The president of the corrida is usually the alcalde or mayor of the town—sometimes the civil governor of the province, always some person of weight and authority, though the alcalde is responsible for the orderly conduct of the corrida, even should he delegate the presidential chair to some one of higher authority. He is required to examine the bulls before the fight: that is, to see that they bear the brand of the herd advertised, and have no visible defect; then he must inspect the horses; even the banderillas and the garrochas, the points of which latter must be shortened as autumn approaches. Till the alcalde appears in his tribune, the fight may not commence, and during the spectacle he orders the incoming of each bull, the time which the picadors shall occupy with their lances: he directs the trumpets of his attendant heralds to sound the changes in the fight, when banderilleros succeed picadors, and for the final scene, when the matador steps alone upon the arena, with scarlet cloak and gleaming sword.

It will thus be seen that the presidential function involves a fairly deep knowledge of all the arts and etiquette of tauromachian science. Under intelligent direction, accidents in the ring and tumults amongst dissatisfied multitudes are avoided—without it, the reverse.

We have now traced in brief outline the life-history of our gallant bull; we have brought him face to face with Frascuelo and his Toledan blade; there we must leave him. But, in concluding this chapter, may we beg the generous reader, should he ever enter the historic circle of the plaza, to go there with an open mind—without prejudice, and unbiassed by the floods of invective which have ever been let loose upon the Spanish bull-fight.

Let critics remember, if only in extenuation, what the spectacle represents to Spain—a national festival, the love of which we have shown to be ineradicable, ingrained in Spanish nature by centuries of custom and tradition. Let them reflect, too, that those brutal domestic scenes which disgrace so many a home among the poor of other lands are, in the land of the bull-fighter, unknown. Lastly, let them remember that upon untrained eyes there must fall flat many of the finer passes, much of the elaborate technique and science of tauromachian art: points which are instantly seized and appreciated by Spanish experts—and in Spain all are experts. This is lost to the casual spectator, who perceives less difficulty in the perilous vol-á-pié than in the simpler, though more attractive, suerte de recibir, and a thousand other technical details.

CHAPTER VI.
THE BÆTICAN WILDERNESS.
SPRING-NOTES OF BIRD-LIFE, NATURAL HISTORY, AND EXPLORATION IN THE MARISMA.

Part I.—April.

Andalucia may roughly be subdivided into four main regions, unequal in extent, but of well-marked physical characters and conformation. These are the sierras, and the rolling corn-lands, at both of which we have already glanced. Then there are the dehesas—wild, uncultivated wastes or prairies, of which more anon. Lastly, there are the marismas.
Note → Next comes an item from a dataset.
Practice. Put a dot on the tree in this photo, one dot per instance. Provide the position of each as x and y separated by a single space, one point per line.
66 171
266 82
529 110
We have in English no equivalent to the Spanish "marisma," and these regions are so peculiar, both physically and ornithologically, as to require a short description. Geologically, the marismas are the deltas of great rivers, the alluvial accumulations of ages, deposited, layer upon layer, on the sea-bottom till the myriad particles thrust back the sea, and form level plains of dry land. The struggle between rival elements does not terminate, but the attacks of the liquid combatant only seem to result in still further assuring the victory of terra firma, by banking up between the opposing forces an impregnable rampart of sand. The latter, overlying the margin of the rich alluvial mud, is thus capable, in its hollows and deeper dells, of sustaining a luxuriant plant-life, which in turn serves to fortify and consolidate its otherwise unstable consistency.[18]